Beaufort married Louise Emily Harford (1864–1945), widow of a Dutch nobleman (Baron Charles Frederic van Tuyll van Serooskerken, 1859–1893, leaving two sons), on 9 October 1895. They had three children:

- Lady Blanche Linnie Somerset (1897–1968), married John Eliot, 6th Earl of St Germans (11 June 1890 – 31 March 1922), who died in a riding accident during a steeplechase, aged 31, leaving as issue two daughters. On 15 July 1924, she married George Francis Valentine Scott Douglas (14 February 1898 – 12 June 1930), who died from a polo injury.
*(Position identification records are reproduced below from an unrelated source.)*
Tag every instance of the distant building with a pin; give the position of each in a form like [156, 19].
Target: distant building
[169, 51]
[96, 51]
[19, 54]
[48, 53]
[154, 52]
They had one son who died as the last of the Douglas baronets of Maxwell in 1969. Her descendants are the sole surviving descendants of the 9th Duke. Lady Blanche's eldest surviving grandson, David John Seyfried-Herbert, 19th Baron Herbert, eventually had the barony of Herbert called out of abeyance in his favour in 2002, after eighteen years.
- Lady Diana Maud Nina Somerset (12 September 1898 – 6 May 1935), married Captain Lindsey Shedden (1881–1971) on 19 September 1925, but had no known issue.
- Henry Hugh Arthur FitzRoy Somerset, 10th Duke of Beaufort (4 April 1900 – 5 February 1984), married Princess Mary of Teck. He left no issue and was succeeded by David Somerset, a first cousin twice removed.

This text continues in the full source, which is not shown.